In der Stunde des Übergangs aus dieser Welt zum Vater offenbart das Hohepriesterliche Gebet den Wunsch des Sohnes: »Vater, verherrliche du mich jetzt bei dir mit der Herrlichkeit, die ich bei dir hatte, bevor die Welt war« (ebd., 17,5). Als höchster und ewiger Priester stellt sich Christus an die Spitze des endlosen Zuges der Erlösten. Als Erstgeborener unter zahlreichen Brüdern führt er die Schafe der zerstreuten Herde zum einzigen Stall zurück, damit es nur »eine Herde und einen Hirten gibt« (ebd., 10,16).

Durch sein Wirken wird das Liebesbündnis, das die Dreieinigkeit verbindet, auf die Beziehung des Vaters zur erlösten Menschheit übertragen: »Der Vater liebt euch!« Wie wäre dieses Mysterium der Liebe ohne das Wirken des Heiligen Geistes verständlich, den der Vater auf das Gebet Jesu hin über die Jünger ausgießt (vgl. ebd., 14,16)?
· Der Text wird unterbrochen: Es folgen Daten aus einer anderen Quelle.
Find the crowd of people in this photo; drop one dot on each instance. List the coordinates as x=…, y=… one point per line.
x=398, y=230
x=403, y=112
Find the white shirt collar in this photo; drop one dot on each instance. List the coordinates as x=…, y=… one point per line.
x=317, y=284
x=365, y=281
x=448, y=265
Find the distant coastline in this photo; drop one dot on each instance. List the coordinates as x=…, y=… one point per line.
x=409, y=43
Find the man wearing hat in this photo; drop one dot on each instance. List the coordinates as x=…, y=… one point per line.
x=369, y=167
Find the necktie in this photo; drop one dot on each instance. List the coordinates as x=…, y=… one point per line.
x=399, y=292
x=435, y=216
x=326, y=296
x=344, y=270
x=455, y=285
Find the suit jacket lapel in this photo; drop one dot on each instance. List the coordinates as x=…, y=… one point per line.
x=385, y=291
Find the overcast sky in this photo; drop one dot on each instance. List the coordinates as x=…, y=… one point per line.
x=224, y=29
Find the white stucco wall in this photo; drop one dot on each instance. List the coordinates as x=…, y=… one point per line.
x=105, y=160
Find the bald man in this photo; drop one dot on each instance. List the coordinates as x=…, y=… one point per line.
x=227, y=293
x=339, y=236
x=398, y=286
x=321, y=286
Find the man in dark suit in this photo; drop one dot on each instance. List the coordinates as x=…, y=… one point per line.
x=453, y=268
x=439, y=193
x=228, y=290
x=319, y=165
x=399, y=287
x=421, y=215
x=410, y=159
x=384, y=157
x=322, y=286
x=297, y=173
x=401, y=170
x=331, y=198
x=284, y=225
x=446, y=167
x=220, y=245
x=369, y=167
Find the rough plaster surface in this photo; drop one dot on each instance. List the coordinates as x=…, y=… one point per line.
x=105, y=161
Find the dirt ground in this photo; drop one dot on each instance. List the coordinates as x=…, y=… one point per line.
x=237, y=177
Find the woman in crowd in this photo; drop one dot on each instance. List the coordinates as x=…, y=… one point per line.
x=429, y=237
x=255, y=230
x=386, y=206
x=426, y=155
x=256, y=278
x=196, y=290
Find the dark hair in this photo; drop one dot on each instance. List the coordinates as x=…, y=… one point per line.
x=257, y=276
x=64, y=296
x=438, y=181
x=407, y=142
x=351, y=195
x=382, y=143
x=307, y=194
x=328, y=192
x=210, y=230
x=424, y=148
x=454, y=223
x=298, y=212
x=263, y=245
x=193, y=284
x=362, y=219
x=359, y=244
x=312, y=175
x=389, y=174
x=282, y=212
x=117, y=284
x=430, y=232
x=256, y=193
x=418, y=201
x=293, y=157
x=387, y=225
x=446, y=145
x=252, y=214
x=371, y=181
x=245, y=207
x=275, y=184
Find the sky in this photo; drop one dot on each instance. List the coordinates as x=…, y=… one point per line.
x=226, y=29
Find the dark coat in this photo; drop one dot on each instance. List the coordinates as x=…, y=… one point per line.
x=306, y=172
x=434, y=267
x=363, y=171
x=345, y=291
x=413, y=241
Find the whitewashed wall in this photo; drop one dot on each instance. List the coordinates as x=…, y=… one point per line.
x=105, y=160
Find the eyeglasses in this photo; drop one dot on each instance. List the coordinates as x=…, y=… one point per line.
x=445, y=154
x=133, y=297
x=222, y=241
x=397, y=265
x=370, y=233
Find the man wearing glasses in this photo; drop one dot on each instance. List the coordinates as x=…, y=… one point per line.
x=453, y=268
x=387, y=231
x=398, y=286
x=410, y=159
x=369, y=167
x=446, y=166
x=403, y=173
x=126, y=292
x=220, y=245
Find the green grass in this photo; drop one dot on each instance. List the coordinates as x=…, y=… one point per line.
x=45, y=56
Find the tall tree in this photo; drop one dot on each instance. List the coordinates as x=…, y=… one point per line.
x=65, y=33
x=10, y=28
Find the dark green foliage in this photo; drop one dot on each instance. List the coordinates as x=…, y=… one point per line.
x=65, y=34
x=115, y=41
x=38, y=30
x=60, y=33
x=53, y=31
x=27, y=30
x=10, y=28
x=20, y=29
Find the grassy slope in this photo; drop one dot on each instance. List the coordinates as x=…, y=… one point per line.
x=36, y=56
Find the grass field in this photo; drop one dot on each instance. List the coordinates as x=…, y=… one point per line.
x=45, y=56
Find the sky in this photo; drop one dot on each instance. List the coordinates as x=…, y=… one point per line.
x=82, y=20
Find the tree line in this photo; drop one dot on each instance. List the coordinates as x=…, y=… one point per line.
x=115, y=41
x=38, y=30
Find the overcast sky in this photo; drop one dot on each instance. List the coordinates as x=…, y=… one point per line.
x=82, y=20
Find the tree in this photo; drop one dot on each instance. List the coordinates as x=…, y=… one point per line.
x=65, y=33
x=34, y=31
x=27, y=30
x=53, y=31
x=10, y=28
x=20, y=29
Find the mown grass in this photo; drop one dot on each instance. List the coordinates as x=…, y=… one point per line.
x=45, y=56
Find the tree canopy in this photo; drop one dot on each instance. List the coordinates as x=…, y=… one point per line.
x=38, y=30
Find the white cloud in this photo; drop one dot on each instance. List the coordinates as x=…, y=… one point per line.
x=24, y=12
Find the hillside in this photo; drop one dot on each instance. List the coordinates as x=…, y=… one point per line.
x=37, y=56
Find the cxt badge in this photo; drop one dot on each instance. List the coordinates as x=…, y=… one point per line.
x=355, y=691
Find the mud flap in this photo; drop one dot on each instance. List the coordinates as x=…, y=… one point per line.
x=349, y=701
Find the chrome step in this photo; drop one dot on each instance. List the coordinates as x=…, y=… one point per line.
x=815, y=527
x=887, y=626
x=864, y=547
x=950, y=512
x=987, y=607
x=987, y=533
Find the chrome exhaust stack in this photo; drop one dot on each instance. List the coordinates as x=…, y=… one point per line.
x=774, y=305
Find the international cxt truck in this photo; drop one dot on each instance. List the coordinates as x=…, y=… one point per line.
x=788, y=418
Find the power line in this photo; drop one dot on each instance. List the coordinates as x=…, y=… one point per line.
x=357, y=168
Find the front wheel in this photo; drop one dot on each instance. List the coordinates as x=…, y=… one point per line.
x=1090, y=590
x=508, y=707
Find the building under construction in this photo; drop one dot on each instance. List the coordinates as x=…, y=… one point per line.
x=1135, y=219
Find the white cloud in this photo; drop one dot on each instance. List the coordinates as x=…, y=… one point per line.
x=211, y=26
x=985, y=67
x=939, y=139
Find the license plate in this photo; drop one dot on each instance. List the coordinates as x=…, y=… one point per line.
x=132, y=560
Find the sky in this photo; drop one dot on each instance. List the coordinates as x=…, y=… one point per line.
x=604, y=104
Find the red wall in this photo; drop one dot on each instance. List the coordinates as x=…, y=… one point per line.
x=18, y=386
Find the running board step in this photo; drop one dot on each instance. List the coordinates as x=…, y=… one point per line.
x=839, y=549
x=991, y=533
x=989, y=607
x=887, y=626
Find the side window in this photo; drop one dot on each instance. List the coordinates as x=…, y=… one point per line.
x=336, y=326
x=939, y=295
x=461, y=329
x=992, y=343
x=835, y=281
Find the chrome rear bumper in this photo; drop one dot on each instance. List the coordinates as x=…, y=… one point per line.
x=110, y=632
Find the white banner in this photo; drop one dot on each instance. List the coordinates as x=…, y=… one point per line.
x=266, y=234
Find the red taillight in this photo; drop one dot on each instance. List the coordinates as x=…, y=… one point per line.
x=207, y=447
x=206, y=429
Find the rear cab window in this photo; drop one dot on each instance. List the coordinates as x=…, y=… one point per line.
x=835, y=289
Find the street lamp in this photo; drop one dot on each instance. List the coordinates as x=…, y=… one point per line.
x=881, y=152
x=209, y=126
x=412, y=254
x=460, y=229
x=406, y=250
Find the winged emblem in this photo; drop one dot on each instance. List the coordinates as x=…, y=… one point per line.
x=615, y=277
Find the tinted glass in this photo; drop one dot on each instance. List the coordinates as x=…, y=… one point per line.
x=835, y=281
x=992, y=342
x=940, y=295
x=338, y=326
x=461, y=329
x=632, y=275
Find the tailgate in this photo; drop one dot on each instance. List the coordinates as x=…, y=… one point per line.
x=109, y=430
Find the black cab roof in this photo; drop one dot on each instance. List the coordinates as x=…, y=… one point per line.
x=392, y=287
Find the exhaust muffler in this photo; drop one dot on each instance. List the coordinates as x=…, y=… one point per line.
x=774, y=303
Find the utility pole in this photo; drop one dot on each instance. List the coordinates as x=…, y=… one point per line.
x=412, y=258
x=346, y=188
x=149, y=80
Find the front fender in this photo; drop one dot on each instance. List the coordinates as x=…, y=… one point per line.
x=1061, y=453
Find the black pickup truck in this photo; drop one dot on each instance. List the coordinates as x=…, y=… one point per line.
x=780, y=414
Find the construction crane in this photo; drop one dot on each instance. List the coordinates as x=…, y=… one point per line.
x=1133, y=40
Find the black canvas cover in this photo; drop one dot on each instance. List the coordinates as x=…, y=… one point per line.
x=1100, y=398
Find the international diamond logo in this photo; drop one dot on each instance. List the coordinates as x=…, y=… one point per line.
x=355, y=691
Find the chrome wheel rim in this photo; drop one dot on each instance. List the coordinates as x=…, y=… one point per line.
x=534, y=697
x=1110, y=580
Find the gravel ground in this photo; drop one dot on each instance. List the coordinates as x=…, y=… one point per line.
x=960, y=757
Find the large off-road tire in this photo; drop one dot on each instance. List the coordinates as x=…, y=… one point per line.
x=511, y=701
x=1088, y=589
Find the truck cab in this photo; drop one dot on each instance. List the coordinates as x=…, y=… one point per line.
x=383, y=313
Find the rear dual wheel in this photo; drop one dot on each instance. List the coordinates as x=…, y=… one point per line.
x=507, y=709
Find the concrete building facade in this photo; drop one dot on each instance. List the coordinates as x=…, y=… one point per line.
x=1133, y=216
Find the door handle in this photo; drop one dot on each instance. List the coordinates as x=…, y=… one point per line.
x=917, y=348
Die Menschwerdung des ewigen Wortes in der Zeit und das Geborensein für die Ewigkeit derer, die durch die Taufe mit ihm vereint werden, wären ohne das belebende Wirken dieses Geistes nicht vorstellbar.

»Denn Gott hat die Welt so sehr geliebt, dass er seinen einzigen Sohn hingab, damit jeder, der an ihn glaubt, nicht zugrunde geht, sondern das ewige Leben hat« (ebd., 3,16). Gott liebt die Welt! Und trotz der Ablehnung, zu der sie fähig ist, wird sie bis zum Ende geliebt werden. »Der Vater liebt euch« seit jeher und für immer: das ist die unglaubliche Neuheit, »diese einfache und erschütternde Verkündigung ist die Kirche dem Menschen schuldig« (vgl. Christifideles laici, 34). Wenn der Sohn uns auch nur dieses eine Wort gesagt hätte, würde das schon genügen. »Seht, wie groß die Liebe ist, die der Vater uns geschenkt hat: Wir heißen Kinder Gottes, und wir sind es!« (1 Joh 3,1). Wir sind keine Waisen, Liebe ist möglich. Denn – wie Ihr wißt – kann man nicht lieben, ohne geliebt zu werden.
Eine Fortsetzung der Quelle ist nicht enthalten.